Unraveling combustion chemistry of dimethyldiethoxysilane. I. A comprehensive pyrolysis investigation with insight into ethanol formation mechanism in combustion of ethoxysilane flame synthesis precursors

Ethoxysilanes are a family of precursors widely used in flame synthesis of silica nanoparticles. The existence of a silicon atom greatly amplifies the complexity of ethoxysilane combustion reactions, especially the detection of silicon-containing products and exploration of the specific reaction pathways, which hinders the unambiguous understanding of the combustion chemistry of ethoxysilanes. As the first part of a serial work on the combustion of dimethyldiethoxysilane (DMDEOS), a representative ethoxysilane precursor, reports a theoretical, experimental, and kinetic modeling investigation on its pyrolysis. The potential energy surface and rate constants show that the four-membered ethylene elimination dominates the decomposition of DMDEOS. Pyrolysis products in the micro-flow reactor pyrolysis of DMDEOS are detected using synchrotron vacuum ultraviolet photoionization mass spectrometry (SVUV-PIMS), including six silicon-containing products and an abundant of hydrocarbon molecules and radicals. Novel insight is provided into the unclear ethanol formation mechanism in previous pyrolysis investigations of ethoxysilanes. Previously proposed one-step mechanisms are found to be less efficient based on theoretical exploration and experimental evidence. A new multi-step mechanism initiated from the ethanol elimination of HOSi(CH₃)₂OC₂H₅ is concluded to be energy-favorable, which is supported by the identification of relevant products in the micro-flow reactor pyrolysis experiment.
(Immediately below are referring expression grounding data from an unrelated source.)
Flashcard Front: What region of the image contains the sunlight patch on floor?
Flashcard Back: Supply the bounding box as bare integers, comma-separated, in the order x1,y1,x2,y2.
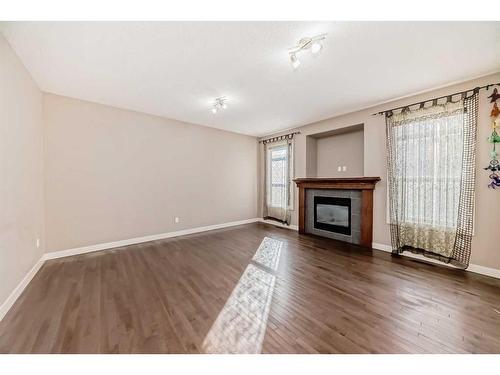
202,237,284,353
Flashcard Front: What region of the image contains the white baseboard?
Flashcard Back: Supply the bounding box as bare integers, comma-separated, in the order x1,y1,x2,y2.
0,218,260,321
372,242,500,279
44,218,261,260
258,218,298,231
2,223,497,323
467,264,500,279
0,256,45,321
371,242,393,253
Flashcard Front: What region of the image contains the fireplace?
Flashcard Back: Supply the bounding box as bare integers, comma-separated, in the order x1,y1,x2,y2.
314,196,351,235
294,177,380,247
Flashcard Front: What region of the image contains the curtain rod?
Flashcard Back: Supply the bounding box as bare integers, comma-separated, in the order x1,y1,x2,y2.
259,131,301,143
372,82,500,116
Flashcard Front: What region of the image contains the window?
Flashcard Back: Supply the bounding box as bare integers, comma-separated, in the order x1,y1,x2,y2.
392,111,464,229
264,139,294,223
385,95,478,266
269,145,288,208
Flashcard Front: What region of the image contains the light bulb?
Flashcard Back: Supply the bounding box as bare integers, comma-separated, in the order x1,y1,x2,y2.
311,41,322,55
222,102,227,109
211,107,217,114
290,53,300,69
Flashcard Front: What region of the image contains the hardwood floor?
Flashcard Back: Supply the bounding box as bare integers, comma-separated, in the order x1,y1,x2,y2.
1,222,500,353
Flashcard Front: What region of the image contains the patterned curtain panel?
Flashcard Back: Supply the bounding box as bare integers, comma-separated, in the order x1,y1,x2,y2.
386,93,478,268
263,137,294,224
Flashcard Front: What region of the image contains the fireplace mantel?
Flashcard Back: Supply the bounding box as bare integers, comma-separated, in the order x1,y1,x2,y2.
294,177,381,190
294,177,381,247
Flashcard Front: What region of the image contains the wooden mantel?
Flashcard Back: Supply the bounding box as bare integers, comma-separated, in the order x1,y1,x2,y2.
294,177,381,247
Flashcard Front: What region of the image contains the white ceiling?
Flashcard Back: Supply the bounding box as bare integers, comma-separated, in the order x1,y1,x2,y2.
1,22,499,136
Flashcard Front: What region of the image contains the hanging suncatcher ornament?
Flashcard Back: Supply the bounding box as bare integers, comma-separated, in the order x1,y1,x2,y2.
486,88,500,189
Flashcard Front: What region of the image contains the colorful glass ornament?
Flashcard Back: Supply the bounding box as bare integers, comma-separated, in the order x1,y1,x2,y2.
488,173,500,189
487,131,500,143
487,88,500,103
491,102,500,117
485,159,500,172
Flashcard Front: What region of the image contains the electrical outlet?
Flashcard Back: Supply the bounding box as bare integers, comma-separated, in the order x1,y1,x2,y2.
342,166,347,171
36,238,40,248
337,166,341,172
174,216,180,224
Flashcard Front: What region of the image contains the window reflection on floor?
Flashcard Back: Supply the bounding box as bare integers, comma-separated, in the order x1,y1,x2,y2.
202,237,284,354
251,236,283,271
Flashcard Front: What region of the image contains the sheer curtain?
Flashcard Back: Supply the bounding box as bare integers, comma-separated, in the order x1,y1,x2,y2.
263,137,294,224
386,93,478,268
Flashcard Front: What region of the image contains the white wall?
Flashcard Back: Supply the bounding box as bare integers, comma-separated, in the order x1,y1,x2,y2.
43,94,259,252
0,35,45,306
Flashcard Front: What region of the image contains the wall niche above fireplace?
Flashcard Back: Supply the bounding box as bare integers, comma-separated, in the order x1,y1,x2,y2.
294,177,380,247
305,124,364,178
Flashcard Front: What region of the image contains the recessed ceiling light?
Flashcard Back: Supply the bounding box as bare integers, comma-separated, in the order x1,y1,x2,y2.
288,33,327,68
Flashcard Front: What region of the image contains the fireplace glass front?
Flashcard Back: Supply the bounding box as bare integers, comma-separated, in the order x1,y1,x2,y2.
313,196,351,235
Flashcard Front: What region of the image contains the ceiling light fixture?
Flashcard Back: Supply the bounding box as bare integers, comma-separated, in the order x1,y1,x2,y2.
211,96,228,114
290,53,301,70
288,33,327,69
311,41,323,55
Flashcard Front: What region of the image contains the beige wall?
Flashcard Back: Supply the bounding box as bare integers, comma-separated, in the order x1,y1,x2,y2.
316,130,364,177
261,72,500,270
43,94,259,252
305,136,317,177
1,24,499,316
0,35,45,306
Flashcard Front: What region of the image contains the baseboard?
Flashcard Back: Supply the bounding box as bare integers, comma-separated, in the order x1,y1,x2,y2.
0,218,262,322
3,224,497,323
0,256,45,321
372,242,500,279
371,242,393,253
259,218,299,231
467,264,500,279
44,218,261,260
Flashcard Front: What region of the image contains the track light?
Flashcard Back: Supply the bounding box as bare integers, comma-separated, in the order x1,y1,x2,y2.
290,53,301,69
311,41,322,55
288,33,327,68
211,97,228,114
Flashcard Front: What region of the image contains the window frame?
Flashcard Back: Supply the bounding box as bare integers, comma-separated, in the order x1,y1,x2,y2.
266,141,294,210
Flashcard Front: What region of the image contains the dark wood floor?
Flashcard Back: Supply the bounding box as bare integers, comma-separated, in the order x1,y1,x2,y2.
1,222,500,353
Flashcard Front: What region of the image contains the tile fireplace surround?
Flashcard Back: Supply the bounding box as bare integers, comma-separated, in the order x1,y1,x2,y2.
294,177,381,247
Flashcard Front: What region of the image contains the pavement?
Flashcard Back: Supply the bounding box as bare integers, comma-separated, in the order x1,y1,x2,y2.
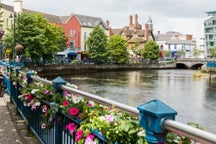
0,93,40,144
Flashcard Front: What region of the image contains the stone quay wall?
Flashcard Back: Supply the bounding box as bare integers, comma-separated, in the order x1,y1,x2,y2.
27,63,176,78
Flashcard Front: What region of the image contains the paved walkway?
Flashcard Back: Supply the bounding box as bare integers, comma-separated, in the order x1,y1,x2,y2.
0,94,40,144
0,94,23,144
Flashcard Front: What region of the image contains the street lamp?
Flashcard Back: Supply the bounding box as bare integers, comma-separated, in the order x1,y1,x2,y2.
9,12,17,62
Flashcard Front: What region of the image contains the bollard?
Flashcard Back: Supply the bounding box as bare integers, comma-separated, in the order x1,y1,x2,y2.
52,76,66,144
137,99,177,144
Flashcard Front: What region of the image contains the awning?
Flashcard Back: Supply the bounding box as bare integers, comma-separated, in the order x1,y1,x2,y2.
67,52,77,56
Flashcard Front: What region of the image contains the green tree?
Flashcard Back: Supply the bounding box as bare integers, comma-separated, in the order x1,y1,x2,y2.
107,34,129,64
85,25,108,64
3,12,67,63
209,47,216,58
193,48,200,58
142,40,159,61
163,50,171,58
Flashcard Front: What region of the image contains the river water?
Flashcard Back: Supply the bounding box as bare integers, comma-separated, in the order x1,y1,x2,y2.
63,69,216,134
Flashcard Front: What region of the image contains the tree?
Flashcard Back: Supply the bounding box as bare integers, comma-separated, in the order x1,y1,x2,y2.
107,34,129,64
3,12,67,63
193,48,200,58
142,40,159,61
85,25,108,64
209,47,216,58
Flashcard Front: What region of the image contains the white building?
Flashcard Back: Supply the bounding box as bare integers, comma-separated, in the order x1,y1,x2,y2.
155,31,196,59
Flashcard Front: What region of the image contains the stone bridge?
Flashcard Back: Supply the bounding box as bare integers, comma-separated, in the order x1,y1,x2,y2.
176,58,208,69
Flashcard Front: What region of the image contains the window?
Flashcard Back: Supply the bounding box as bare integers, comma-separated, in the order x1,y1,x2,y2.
70,41,75,48
84,32,87,50
69,29,76,37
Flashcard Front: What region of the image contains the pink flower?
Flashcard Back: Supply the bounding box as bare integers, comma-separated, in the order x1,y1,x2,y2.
24,93,33,100
105,115,115,122
44,90,49,95
62,100,69,107
65,123,76,133
42,105,47,113
86,134,94,140
87,103,93,107
75,130,83,142
31,104,37,110
49,92,53,95
85,134,96,144
70,107,79,116
63,91,69,97
41,123,46,129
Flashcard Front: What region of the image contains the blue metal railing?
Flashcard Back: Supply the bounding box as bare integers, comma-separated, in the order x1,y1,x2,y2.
1,64,216,144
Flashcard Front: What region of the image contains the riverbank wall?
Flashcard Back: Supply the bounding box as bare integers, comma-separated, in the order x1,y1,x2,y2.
27,63,176,78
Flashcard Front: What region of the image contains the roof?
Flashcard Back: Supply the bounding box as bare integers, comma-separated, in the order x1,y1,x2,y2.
128,35,146,43
166,39,195,45
2,3,63,23
74,14,109,29
1,3,108,28
154,32,195,45
1,3,14,12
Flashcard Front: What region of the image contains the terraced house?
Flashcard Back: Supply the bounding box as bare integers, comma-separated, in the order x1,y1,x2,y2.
1,0,109,60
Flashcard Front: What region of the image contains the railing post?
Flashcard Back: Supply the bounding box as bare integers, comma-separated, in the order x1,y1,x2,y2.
15,67,21,99
9,65,14,102
137,99,177,144
26,70,34,84
52,76,66,144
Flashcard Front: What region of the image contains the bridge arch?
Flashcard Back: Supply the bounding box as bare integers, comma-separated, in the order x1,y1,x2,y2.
176,62,205,69
190,63,204,70
176,63,189,69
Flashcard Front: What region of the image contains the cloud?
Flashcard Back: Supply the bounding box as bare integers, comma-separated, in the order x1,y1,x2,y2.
3,0,214,37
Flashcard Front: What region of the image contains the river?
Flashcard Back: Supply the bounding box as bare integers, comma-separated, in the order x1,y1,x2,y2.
62,69,216,134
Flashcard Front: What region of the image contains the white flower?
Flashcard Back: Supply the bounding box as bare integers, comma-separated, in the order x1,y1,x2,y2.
35,101,41,106
31,89,39,94
99,116,106,121
137,130,145,137
18,95,23,99
72,95,81,104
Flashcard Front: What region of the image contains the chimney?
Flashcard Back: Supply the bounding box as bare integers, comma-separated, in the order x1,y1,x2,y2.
135,14,138,25
145,23,149,40
129,15,133,26
106,20,112,37
14,0,23,13
186,34,192,40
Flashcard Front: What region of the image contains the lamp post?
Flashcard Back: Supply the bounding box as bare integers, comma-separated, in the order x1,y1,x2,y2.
0,30,4,60
9,12,17,62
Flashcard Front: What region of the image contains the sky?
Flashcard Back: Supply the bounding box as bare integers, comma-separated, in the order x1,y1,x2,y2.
3,0,216,38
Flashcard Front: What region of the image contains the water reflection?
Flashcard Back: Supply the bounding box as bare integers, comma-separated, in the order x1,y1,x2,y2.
63,69,216,133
Based on the product information detected by SVUV-PIMS and the exploration of ethanol formation mechanism, a kinetic model of DMDEOS pyrolysis is constructed and validated against the new data that flow reactor pyrolysis of DMDEOS at 1.05 atm and 849–1113 K using gas chromatography. The model can effectively reproduce the formation of observed products and successfully address the substantial underprediction of ethanol caused by previously proposed one-step mechanisms. Modeling analyses, including rate of production analysis and sensitivity analysis, are performed to provide insight into the key pathways of DMDEOS decomposition and product formation.